Your explanation contains the right ideas, but it is repetitive and would be difficult to present in an interview. Here's a crisp, interviewer-friendly version you can memorize.


Quick Sort

Quick Sort uses the Divide and Conquer technique.

  1. Choose a pivot element.
  2. Partition the array so that:
  • Elements smaller than the pivot go to the left.
  • Elements larger than the pivot go to the right.
    1. The pivot reaches its correct sorted position.
    2. Recursively apply the same process to the left and right subarrays.

Time Complexity

  • Best Case: O(n log n)
  • Average Case: O(n log n)
  • Worst Case: O(n²)

Why O(n log n)?

  • At each recursive level, partitioning takes O(n).
  • The array is divided recursively into approximately two halves, giving log n levels.
  • Therefore:

[
O(n) \times O(\log n) = O(n \log n)
]

Why O(n²) in the Worst Case?

If the pivot is always the smallest or largest element (for example, choosing the last element as pivot in an already sorted array):

  • First partition compares n-1 elements.
  • Second compares n-2.
  • Third compares n-3.
  • ...

Total comparisons:

[
(n-1)+(n-2)+\cdots+1
=\frac{n(n-1)}{2}
=O(n^2)
]


Merge Sort

Merge Sort also uses Divide and Conquer.

Steps:

  1. Divide the array into two halves.
  2. Continue dividing until each subarray has one element.
  3. Merge the subarrays in sorted order.

Time Complexity

  • Best: O(n log n)
  • Average: O(n log n)
  • Worst: O(n log n)

Why?

  • Dividing takes log n levels.
  • Merging at each level processes all n elements.

Therefore,

[
O(n)\times O(\log n)=O(n\log n)
]

Unlike Quick Sort, Merge Sort's worst-case complexity always remains O(n log n).


Insertion Sort

Idea: Pick one element (called the key) and insert it into its correct position in the already sorted left portion.

Algorithm:

  • Assume the first element is sorted.
  • Take the next element as the key.
  • Shift larger elements one position to the right.
  • Insert the key into its correct position.
  • Repeat for all elements.

Time Complexity

  • Best: O(n) (already sorted)
  • Average: O(n²)
  • Worst: O(n²) (reverse sorted)

Why Best Case is O(n)?

No shifting is needed; only one comparison per element.


Selection Sort

Idea: Find the minimum element from the unsorted part and swap it with the first unsorted position.

Steps:

  1. Assume the first unsorted element is minimum.
  2. Scan the remaining array.
  3. Update the minimum if a smaller element is found.
  4. Swap it with the current position.
  5. Repeat.

Time Complexity

  • Best: O(n²)
  • Average: O(n²)
  • Worst: O(n²)

Selection Sort always performs the same number of comparisons, regardless of whether the array is sorted.


Bubble Sort

Idea: Compare adjacent elements and swap them if they are in the wrong order.

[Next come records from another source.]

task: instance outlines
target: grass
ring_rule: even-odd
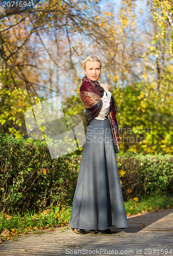
[[[141,214],[147,211],[157,211],[162,209],[173,207],[173,196],[171,195],[150,197],[138,200],[131,198],[125,203],[127,216]]]
[[[151,197],[140,201],[136,197],[125,202],[125,205],[128,216],[156,211],[173,207],[173,197],[170,195]],[[28,211],[22,216],[18,214],[12,216],[2,212],[0,213],[0,231],[7,231],[7,236],[4,237],[3,239],[8,240],[10,236],[15,240],[15,236],[19,233],[27,234],[29,232],[34,232],[39,234],[44,232],[44,229],[64,227],[69,224],[71,210],[71,206],[62,206],[47,209],[39,214]],[[67,227],[63,228],[61,232],[64,232],[67,228]],[[7,230],[10,234],[8,233]]]

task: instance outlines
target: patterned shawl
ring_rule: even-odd
[[[102,108],[103,101],[101,98],[103,96],[105,90],[97,81],[94,82],[86,76],[82,78],[82,81],[80,89],[80,97],[86,110],[87,124],[89,125],[91,121],[98,116]],[[116,112],[116,104],[112,95],[109,112],[106,117],[109,120],[108,124],[112,135],[115,152],[118,154],[121,141],[119,137],[119,128],[115,117]]]

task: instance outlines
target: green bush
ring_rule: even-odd
[[[1,134],[0,210],[14,214],[68,204],[78,168],[74,158],[69,154],[52,159],[45,141]]]
[[[172,156],[129,153],[117,159],[123,170],[120,180],[124,200],[172,193]]]

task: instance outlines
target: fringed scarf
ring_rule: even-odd
[[[86,110],[87,124],[88,126],[91,121],[98,116],[102,108],[103,101],[101,98],[103,96],[105,90],[97,81],[94,82],[86,76],[82,78],[82,81],[80,89],[80,97]],[[115,152],[118,154],[121,141],[119,137],[119,128],[115,117],[116,112],[116,104],[112,95],[109,112],[106,117],[109,120],[108,124],[112,135]]]

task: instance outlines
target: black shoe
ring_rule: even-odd
[[[98,230],[100,234],[111,234],[112,231],[110,229],[104,229],[103,230]]]
[[[77,228],[74,228],[72,230],[73,232],[76,233],[76,234],[85,234],[86,232],[84,229],[78,229]]]

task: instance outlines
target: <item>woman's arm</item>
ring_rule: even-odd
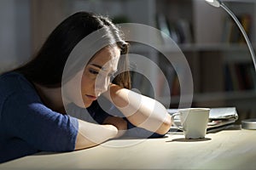
[[[121,117],[108,116],[105,119],[103,124],[110,124],[117,128],[118,134],[116,135],[115,138],[123,136],[127,130],[127,122]]]
[[[155,99],[114,84],[105,96],[137,127],[165,134],[172,126],[171,116]]]
[[[118,128],[113,125],[98,125],[79,120],[79,131],[75,150],[98,145],[106,140],[116,138]]]

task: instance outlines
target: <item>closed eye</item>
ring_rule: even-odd
[[[91,69],[89,70],[89,72],[91,73],[91,74],[94,74],[94,75],[99,74],[99,71],[95,71],[95,70],[91,70]]]

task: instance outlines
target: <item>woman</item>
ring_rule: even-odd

After each pass, the largest element "bubbles" to the end.

Time Complexity

  • Best: O(n) (with an optimization flag when no swaps occur)
  • Average: O(n²)
  • Worst: O(n²)

One-Line Interview Summary

Algorithm Best Average Worst Stable In-place
Bubble Sort O(n) O(n²) O(n²)
Selection Sort O(n²) O(n²) O(n²)
Insertion Sort O(n) O(n²) O(n²)
Merge Sort O(n log n) O(n log n) O(n log n)
Quick Sort O(n log n) O(n log n) O(n²)

This is the level of explanation expected in most technical interviews: concise, logically structured, and supported by the reasoning behind each time complexity.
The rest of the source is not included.